I believe the term "indoor football" is an oxymoron. Not only did I enjoy watching my pillow be tossed around and barely miss knocking over the TV or landing on the stove while I was cooking dinner, I also never could find it when I was ready to go somewhere. So I went back to leaving it in the car.

This morning it was frozen solid.

I have a solution. I will be moving to Aruba next week.

Tuesday, February 8, 2011

Et tu, Brute?

I have been feeling a little old lately. I had to walk with a cane when I ruptured the disc in my back. I had to go to therapy at a nursing home to help with my back. I was taking more medications than everyone at Seattle Grace Medical Center combined! Okay, I may be exaggerating a little on that last one, but not the others.

And now this??

I came down with bronchitis over the weekend and the pharmacist filled my prescription into one of those bottles with the big lids. The big lids for certain people who have trouble opening lids. The big lids that make it easy for old people (like me apparently) to open their medication.

Et tu Brute pharmacist?

My husband is still laughing.

Monday, February 7, 2011

You Can't Lose

My kids (ages 7 and 8) were so excited about the Super Bowl. I'm still not really sure why. We live in Seattle, and we're not Packers fans or Steelers fans. This year we didn't even have any big plans for the game, no Super Bowl party to attend.
We did watch the game yesterday. My 8 year old had decided he wanted the Packers to win. My 7 year old copies everything the 8 year old does, so he also wanted the Packers to win. My husband thought the Steelers had more of a chance to win, so he took their side.About halfway through the third quarter my 7 year old starting cheering, "Go Pittsburgh!

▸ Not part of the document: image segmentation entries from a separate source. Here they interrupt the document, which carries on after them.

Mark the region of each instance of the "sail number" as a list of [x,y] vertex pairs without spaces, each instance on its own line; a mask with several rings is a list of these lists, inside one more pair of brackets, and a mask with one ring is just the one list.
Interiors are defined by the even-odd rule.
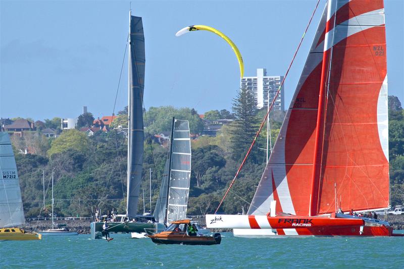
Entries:
[[13,179],[17,178],[15,171],[3,171],[3,179]]
[[384,56],[384,48],[383,46],[373,46],[373,51],[376,56]]

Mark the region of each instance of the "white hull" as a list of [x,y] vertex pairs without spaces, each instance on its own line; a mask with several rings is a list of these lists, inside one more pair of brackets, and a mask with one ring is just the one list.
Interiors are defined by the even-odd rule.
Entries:
[[142,238],[147,238],[146,236],[146,233],[131,233],[130,237],[131,238],[135,239],[141,239]]
[[69,231],[40,231],[38,234],[42,235],[78,235],[77,232],[70,232]]

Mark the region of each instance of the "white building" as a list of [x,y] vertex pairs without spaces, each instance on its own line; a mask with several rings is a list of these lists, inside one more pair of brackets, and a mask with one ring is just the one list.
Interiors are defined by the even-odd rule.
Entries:
[[[256,77],[243,77],[240,84],[241,88],[252,90],[257,98],[257,107],[261,109],[268,106],[268,94],[269,103],[272,103],[282,79],[283,76],[267,76],[267,70],[259,68],[257,70]],[[284,87],[284,83],[274,103],[274,110],[285,110]]]
[[62,130],[74,129],[76,127],[76,125],[77,124],[77,118],[62,119],[61,122]]

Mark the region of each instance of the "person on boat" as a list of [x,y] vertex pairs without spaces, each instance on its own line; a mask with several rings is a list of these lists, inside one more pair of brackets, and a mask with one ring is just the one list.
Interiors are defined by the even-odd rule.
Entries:
[[189,236],[196,236],[196,232],[198,230],[196,229],[196,226],[195,226],[195,224],[188,226],[188,235]]
[[108,222],[111,221],[111,213],[109,210],[107,210],[107,221]]
[[110,238],[110,233],[108,232],[108,224],[107,224],[107,221],[104,221],[104,224],[103,225],[103,231],[101,232],[103,235],[105,236],[105,240],[108,241],[108,238]]
[[174,229],[174,232],[181,232],[181,229],[180,229],[179,226],[177,226]]

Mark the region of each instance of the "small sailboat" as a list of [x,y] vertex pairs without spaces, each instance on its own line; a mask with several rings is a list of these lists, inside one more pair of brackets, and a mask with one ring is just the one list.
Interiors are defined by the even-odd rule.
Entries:
[[40,239],[40,234],[17,227],[25,219],[14,153],[5,132],[0,132],[0,241]]
[[[156,221],[165,228],[173,221],[186,218],[192,158],[188,121],[173,118],[169,145],[160,191],[153,213]],[[139,235],[132,234],[132,237],[133,236],[139,237]]]
[[[69,231],[67,230],[66,227],[64,228],[55,228],[54,214],[54,204],[55,203],[55,199],[54,199],[54,172],[52,171],[52,229],[49,229],[44,231],[40,231],[38,232],[42,235],[78,235],[78,233],[76,231]],[[61,226],[58,226],[58,227],[61,227]]]
[[[142,179],[144,129],[143,96],[144,88],[144,35],[142,18],[129,14],[129,83],[128,105],[128,168],[126,213],[120,222],[108,223],[110,233],[143,233],[145,229],[163,229],[153,216],[137,214]],[[103,237],[103,223],[90,224],[91,238]]]
[[383,1],[327,1],[247,214],[208,214],[209,228],[395,235],[387,222],[346,213],[389,206],[386,48]]

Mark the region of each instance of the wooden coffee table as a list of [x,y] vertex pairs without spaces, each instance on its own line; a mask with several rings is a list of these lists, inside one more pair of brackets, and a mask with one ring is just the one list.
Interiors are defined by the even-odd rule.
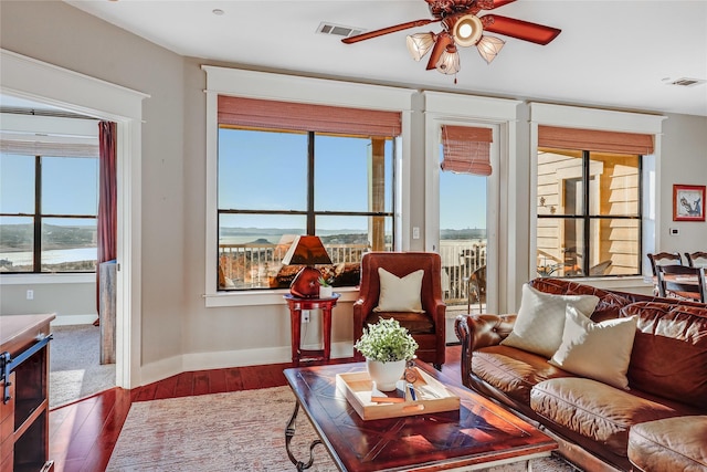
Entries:
[[[298,471],[314,461],[324,444],[341,471],[475,470],[550,455],[557,443],[496,403],[444,377],[432,366],[418,367],[461,398],[460,410],[363,421],[336,388],[336,375],[366,371],[365,363],[285,369],[297,398],[285,431],[287,454]],[[289,451],[302,408],[319,440],[308,462]]]

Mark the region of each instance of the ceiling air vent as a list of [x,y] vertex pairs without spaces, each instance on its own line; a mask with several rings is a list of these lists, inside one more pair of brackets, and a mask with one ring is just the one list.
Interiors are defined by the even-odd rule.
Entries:
[[682,77],[682,78],[676,78],[674,81],[668,82],[668,85],[678,85],[680,87],[690,87],[693,85],[699,85],[699,84],[704,84],[705,80],[699,80],[699,78],[686,78],[686,77]]
[[342,24],[327,23],[323,21],[317,28],[317,33],[334,34],[341,38],[355,36],[363,32],[362,28],[345,27]]

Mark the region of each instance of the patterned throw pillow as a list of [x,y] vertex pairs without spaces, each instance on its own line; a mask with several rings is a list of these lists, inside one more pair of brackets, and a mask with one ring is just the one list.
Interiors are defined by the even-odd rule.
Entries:
[[549,360],[568,373],[629,389],[629,361],[639,316],[594,323],[567,307],[562,344]]
[[404,277],[399,277],[383,268],[378,268],[380,294],[378,306],[373,308],[373,312],[424,313],[420,300],[423,276],[422,269],[411,272]]
[[500,344],[549,359],[562,343],[567,306],[591,314],[598,303],[594,295],[553,295],[524,284],[516,324]]

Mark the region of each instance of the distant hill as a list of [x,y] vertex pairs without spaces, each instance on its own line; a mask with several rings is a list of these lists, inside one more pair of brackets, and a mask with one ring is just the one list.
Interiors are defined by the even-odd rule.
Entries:
[[[42,227],[42,248],[88,248],[96,245],[95,225],[61,227],[44,224]],[[14,251],[31,251],[34,227],[28,224],[0,224],[0,249]]]

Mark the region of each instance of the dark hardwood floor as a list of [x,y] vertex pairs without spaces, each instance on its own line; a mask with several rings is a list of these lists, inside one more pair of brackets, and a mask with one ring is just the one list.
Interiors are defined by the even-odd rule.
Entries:
[[[461,347],[446,348],[442,373],[458,378]],[[346,363],[351,359],[334,359]],[[287,385],[283,370],[291,364],[182,373],[131,390],[114,388],[50,411],[50,459],[56,472],[101,472],[134,401],[191,395],[251,390]],[[285,421],[283,419],[283,428]]]

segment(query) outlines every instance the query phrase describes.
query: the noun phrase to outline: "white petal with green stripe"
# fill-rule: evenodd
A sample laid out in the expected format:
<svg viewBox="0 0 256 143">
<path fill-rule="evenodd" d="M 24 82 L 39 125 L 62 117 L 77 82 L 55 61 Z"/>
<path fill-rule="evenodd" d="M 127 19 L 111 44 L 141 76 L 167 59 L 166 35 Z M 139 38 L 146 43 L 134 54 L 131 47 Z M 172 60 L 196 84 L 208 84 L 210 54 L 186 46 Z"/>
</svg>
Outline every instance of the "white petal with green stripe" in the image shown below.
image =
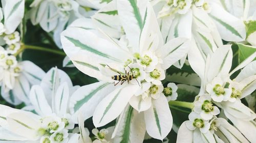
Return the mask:
<svg viewBox="0 0 256 143">
<path fill-rule="evenodd" d="M 143 113 L 139 114 L 132 106 L 127 105 L 124 113 L 118 119 L 119 124 L 115 127 L 117 134 L 114 143 L 141 143 L 146 127 Z"/>
<path fill-rule="evenodd" d="M 53 2 L 48 1 L 47 3 L 46 11 L 41 12 L 43 12 L 44 14 L 39 24 L 44 31 L 50 32 L 54 30 L 58 24 L 58 17 L 56 16 L 58 12 Z"/>
<path fill-rule="evenodd" d="M 239 84 L 241 85 L 241 98 L 245 97 L 256 90 L 256 75 L 244 79 Z"/>
<path fill-rule="evenodd" d="M 82 51 L 91 57 L 89 60 L 94 60 L 96 65 L 98 63 L 122 63 L 129 57 L 127 51 L 81 28 L 70 27 L 63 32 L 61 43 L 65 52 L 72 60 Z"/>
<path fill-rule="evenodd" d="M 8 141 L 8 142 L 7 142 L 8 143 L 15 143 L 19 142 L 19 141 L 16 140 L 26 140 L 28 139 L 28 138 L 27 138 L 26 137 L 14 134 L 12 132 L 2 127 L 0 127 L 0 132 L 1 133 L 0 134 L 0 141 L 1 141 L 2 140 L 5 140 L 6 141 Z M 12 142 L 11 140 L 14 141 Z"/>
<path fill-rule="evenodd" d="M 214 139 L 214 135 L 211 132 L 210 132 L 210 131 L 208 131 L 205 133 L 201 133 L 201 136 L 204 142 L 206 143 L 216 142 L 215 139 Z M 184 137 L 185 137 L 184 136 Z"/>
<path fill-rule="evenodd" d="M 100 81 L 78 88 L 70 98 L 69 108 L 72 118 L 76 121 L 79 112 L 84 119 L 92 117 L 98 103 L 115 88 L 111 83 Z"/>
<path fill-rule="evenodd" d="M 3 2 L 4 1 L 4 2 Z M 23 18 L 25 0 L 4 0 L 3 4 L 5 17 L 5 28 L 6 34 L 15 31 Z"/>
<path fill-rule="evenodd" d="M 54 97 L 55 113 L 62 117 L 68 111 L 68 105 L 69 100 L 69 89 L 67 82 L 60 84 L 57 89 Z"/>
<path fill-rule="evenodd" d="M 218 4 L 211 3 L 210 7 L 209 16 L 215 22 L 223 40 L 236 42 L 245 40 L 245 25 L 242 19 L 229 14 Z"/>
<path fill-rule="evenodd" d="M 9 129 L 14 133 L 31 140 L 36 140 L 39 137 L 37 131 L 41 124 L 39 120 L 35 120 L 21 112 L 9 115 L 7 120 Z"/>
<path fill-rule="evenodd" d="M 152 106 L 144 111 L 146 131 L 153 138 L 163 140 L 173 126 L 173 117 L 166 97 L 163 95 L 152 101 Z"/>
<path fill-rule="evenodd" d="M 251 112 L 250 109 L 240 101 L 221 103 L 220 106 L 225 112 L 231 114 L 238 119 L 248 120 L 253 117 L 253 114 Z"/>
<path fill-rule="evenodd" d="M 220 75 L 227 75 L 232 65 L 232 59 L 231 45 L 225 45 L 219 47 L 210 57 L 207 79 L 210 82 L 214 78 Z"/>
<path fill-rule="evenodd" d="M 251 142 L 253 142 L 256 140 L 256 136 L 255 136 L 255 132 L 256 131 L 256 122 L 253 120 L 250 121 L 245 121 L 243 120 L 237 119 L 231 114 L 225 113 L 225 115 L 229 119 L 231 122 L 234 124 L 234 126 L 238 129 L 238 130 L 242 133 L 247 139 Z M 254 117 L 255 119 L 255 117 Z M 234 134 L 234 136 L 238 136 L 237 134 Z M 239 138 L 240 139 L 243 138 L 241 137 Z M 245 141 L 245 142 L 243 142 Z M 241 142 L 248 142 L 248 141 L 245 141 L 245 139 L 242 140 Z"/>
<path fill-rule="evenodd" d="M 226 113 L 225 113 L 226 115 L 227 115 Z M 230 116 L 229 115 L 227 116 L 227 117 L 229 119 L 231 120 L 231 122 L 233 122 L 233 120 L 232 119 L 232 117 Z M 218 131 L 217 132 L 217 134 L 220 136 L 222 137 L 222 138 L 223 138 L 225 139 L 225 140 L 223 139 L 224 141 L 228 141 L 227 142 L 249 142 L 247 139 L 243 135 L 243 134 L 241 134 L 241 132 L 240 132 L 237 128 L 236 128 L 234 126 L 232 126 L 230 125 L 226 120 L 223 119 L 223 118 L 219 118 L 218 120 L 220 121 L 221 123 L 221 126 L 218 127 Z M 249 121 L 244 121 L 245 122 L 249 122 Z M 237 125 L 240 126 L 241 125 L 236 125 L 236 123 L 238 123 L 237 122 L 233 122 L 234 124 L 234 125 L 236 126 Z M 243 126 L 244 125 L 244 127 L 246 127 L 247 125 L 248 125 L 247 124 L 245 124 L 243 125 Z M 252 127 L 252 128 L 254 128 L 255 129 L 255 126 Z M 252 131 L 252 130 L 250 130 L 250 129 L 252 129 L 252 128 L 248 128 L 248 130 L 249 131 Z M 254 130 L 255 131 L 255 130 Z M 242 133 L 244 133 L 242 132 Z M 249 134 L 246 134 L 247 135 L 248 134 L 251 134 L 252 135 L 252 133 L 249 133 Z M 245 134 L 244 134 L 245 135 Z M 246 137 L 247 137 L 246 136 Z M 254 139 L 255 138 L 254 137 Z M 249 139 L 249 138 L 248 138 Z"/>
<path fill-rule="evenodd" d="M 243 79 L 253 75 L 256 75 L 256 61 L 252 62 L 245 66 L 234 80 L 236 81 L 240 82 Z"/>
<path fill-rule="evenodd" d="M 30 86 L 28 79 L 24 75 L 20 75 L 16 79 L 14 88 L 12 90 L 15 98 L 18 98 L 23 102 L 29 103 L 30 102 L 29 98 L 30 91 Z"/>
<path fill-rule="evenodd" d="M 167 69 L 184 56 L 189 50 L 189 44 L 190 41 L 186 38 L 176 38 L 160 48 L 157 54 L 163 59 L 162 68 Z"/>
<path fill-rule="evenodd" d="M 193 143 L 193 132 L 189 130 L 186 126 L 186 122 L 184 122 L 180 125 L 178 131 L 176 143 Z"/>
<path fill-rule="evenodd" d="M 192 18 L 193 14 L 191 10 L 189 10 L 187 13 L 184 14 L 178 14 L 173 20 L 166 42 L 177 37 L 190 38 Z"/>
<path fill-rule="evenodd" d="M 153 8 L 150 3 L 147 5 L 145 18 L 140 36 L 140 53 L 147 50 L 155 51 L 164 44 L 162 34 Z"/>
<path fill-rule="evenodd" d="M 41 82 L 46 73 L 38 66 L 29 61 L 20 62 L 23 71 L 23 73 L 31 84 L 38 84 Z"/>
<path fill-rule="evenodd" d="M 12 90 L 5 92 L 5 86 L 1 86 L 1 95 L 6 101 L 13 105 L 17 105 L 22 102 L 20 100 L 15 96 Z"/>
<path fill-rule="evenodd" d="M 95 109 L 93 117 L 94 126 L 101 127 L 116 119 L 139 88 L 138 85 L 125 84 L 108 95 Z"/>
<path fill-rule="evenodd" d="M 117 1 L 120 20 L 134 52 L 139 50 L 140 35 L 143 26 L 147 1 Z"/>
<path fill-rule="evenodd" d="M 52 108 L 46 100 L 41 87 L 38 85 L 33 85 L 30 91 L 29 97 L 31 104 L 38 115 L 46 117 L 52 113 Z"/>
<path fill-rule="evenodd" d="M 111 37 L 120 38 L 121 24 L 117 6 L 117 1 L 111 1 L 95 13 L 92 19 L 98 28 Z"/>
<path fill-rule="evenodd" d="M 47 72 L 42 79 L 40 86 L 44 90 L 46 99 L 49 103 L 52 104 L 52 95 L 55 95 L 56 90 L 60 84 L 67 82 L 69 88 L 73 87 L 73 84 L 69 75 L 64 71 L 57 68 L 52 68 Z"/>
</svg>

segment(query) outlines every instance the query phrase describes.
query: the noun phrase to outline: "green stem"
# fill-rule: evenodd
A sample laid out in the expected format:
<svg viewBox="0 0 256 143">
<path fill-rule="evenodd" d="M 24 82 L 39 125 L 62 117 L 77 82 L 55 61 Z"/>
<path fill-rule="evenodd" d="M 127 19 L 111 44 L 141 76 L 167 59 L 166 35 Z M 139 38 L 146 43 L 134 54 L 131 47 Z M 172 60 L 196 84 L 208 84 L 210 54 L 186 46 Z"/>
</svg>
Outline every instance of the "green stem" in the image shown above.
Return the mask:
<svg viewBox="0 0 256 143">
<path fill-rule="evenodd" d="M 14 54 L 14 55 L 17 56 L 19 53 L 23 52 L 25 49 L 32 49 L 32 50 L 40 50 L 40 51 L 45 51 L 45 52 L 50 52 L 50 53 L 52 53 L 59 54 L 60 55 L 63 55 L 63 56 L 66 55 L 66 53 L 64 52 L 63 52 L 61 50 L 59 50 L 52 49 L 46 48 L 45 47 L 39 47 L 39 46 L 37 46 L 29 45 L 22 45 L 20 49 L 19 50 L 18 50 L 18 51 L 17 51 L 17 52 L 15 53 Z"/>
<path fill-rule="evenodd" d="M 194 108 L 194 103 L 191 102 L 179 101 L 169 101 L 169 106 L 179 106 L 186 108 L 192 109 Z"/>
</svg>

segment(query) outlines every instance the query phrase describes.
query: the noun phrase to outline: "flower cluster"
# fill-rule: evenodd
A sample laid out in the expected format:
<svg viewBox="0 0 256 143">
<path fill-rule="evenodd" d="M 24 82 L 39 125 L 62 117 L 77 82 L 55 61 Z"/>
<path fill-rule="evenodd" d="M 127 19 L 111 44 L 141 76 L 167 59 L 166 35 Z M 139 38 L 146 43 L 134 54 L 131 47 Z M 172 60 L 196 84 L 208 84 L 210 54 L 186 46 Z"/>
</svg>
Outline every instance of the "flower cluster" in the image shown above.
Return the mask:
<svg viewBox="0 0 256 143">
<path fill-rule="evenodd" d="M 253 0 L 0 5 L 0 142 L 256 140 Z"/>
</svg>

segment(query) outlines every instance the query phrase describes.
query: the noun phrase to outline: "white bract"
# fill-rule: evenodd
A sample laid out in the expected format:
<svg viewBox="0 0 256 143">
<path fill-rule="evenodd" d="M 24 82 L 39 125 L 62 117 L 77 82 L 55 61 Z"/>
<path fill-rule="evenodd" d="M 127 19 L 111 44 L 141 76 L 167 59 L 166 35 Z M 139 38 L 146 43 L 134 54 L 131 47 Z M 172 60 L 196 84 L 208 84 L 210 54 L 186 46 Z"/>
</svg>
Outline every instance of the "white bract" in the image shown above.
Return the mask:
<svg viewBox="0 0 256 143">
<path fill-rule="evenodd" d="M 136 8 L 138 11 L 131 10 L 133 4 L 129 1 L 109 4 L 116 4 L 127 38 L 126 46 L 121 47 L 120 42 L 109 36 L 102 38 L 76 26 L 62 33 L 61 42 L 65 52 L 79 70 L 117 85 L 112 92 L 105 94 L 96 107 L 93 118 L 96 127 L 114 120 L 129 102 L 138 111 L 144 112 L 148 134 L 162 139 L 170 130 L 172 119 L 167 100 L 162 93 L 161 81 L 165 78 L 165 70 L 185 55 L 188 42 L 185 38 L 175 38 L 164 44 L 150 4 L 146 1 L 140 3 L 145 5 L 137 3 L 141 7 Z M 136 19 L 137 15 L 139 19 Z M 127 78 L 121 79 L 122 77 Z M 99 87 L 99 90 L 103 90 L 103 87 Z"/>
<path fill-rule="evenodd" d="M 163 89 L 163 93 L 166 97 L 168 101 L 170 100 L 175 100 L 178 97 L 177 90 L 178 87 L 175 83 L 170 82 L 167 84 L 167 87 Z"/>
</svg>

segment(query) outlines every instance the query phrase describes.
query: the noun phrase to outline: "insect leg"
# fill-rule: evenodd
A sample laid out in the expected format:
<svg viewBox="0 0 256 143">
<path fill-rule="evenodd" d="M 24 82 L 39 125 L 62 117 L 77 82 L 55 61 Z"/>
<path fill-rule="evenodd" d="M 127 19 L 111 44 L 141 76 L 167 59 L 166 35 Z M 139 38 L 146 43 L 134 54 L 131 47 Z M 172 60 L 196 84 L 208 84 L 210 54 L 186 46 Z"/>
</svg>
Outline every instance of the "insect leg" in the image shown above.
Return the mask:
<svg viewBox="0 0 256 143">
<path fill-rule="evenodd" d="M 121 80 L 119 80 L 119 81 L 118 82 L 117 82 L 116 83 L 114 83 L 114 85 L 115 85 L 115 85 L 116 85 L 117 84 L 118 84 L 118 83 L 119 83 L 119 82 L 120 82 L 120 81 L 121 81 Z"/>
</svg>

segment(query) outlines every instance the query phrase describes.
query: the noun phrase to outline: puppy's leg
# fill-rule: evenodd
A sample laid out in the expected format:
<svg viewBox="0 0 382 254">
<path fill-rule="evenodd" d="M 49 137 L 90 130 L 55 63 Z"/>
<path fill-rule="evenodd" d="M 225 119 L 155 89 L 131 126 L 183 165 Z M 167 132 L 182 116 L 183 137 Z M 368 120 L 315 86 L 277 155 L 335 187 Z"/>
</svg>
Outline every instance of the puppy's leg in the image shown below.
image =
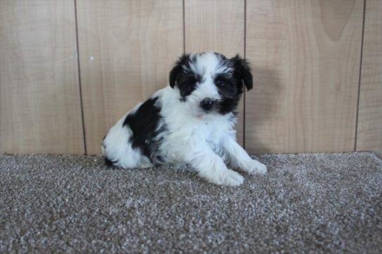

Go Pittsburgh!" over and over again. I said, "I thought you were cheering for the Packers."
The look on his face said it all. He was cheering for the Packers. You know, the Pittsburgh Packers. My husband and I laughed at how he had all of his bases covered.
My 7 year old thinks he knows everything. Last week he came home from school and told me that winter is almost over because the ground hog didn't see his shadow. "That's right," I said. He replied very proudly, "only 6 more days of winter left." So mark your calendars everyone and get your sandals and sunglasses ready!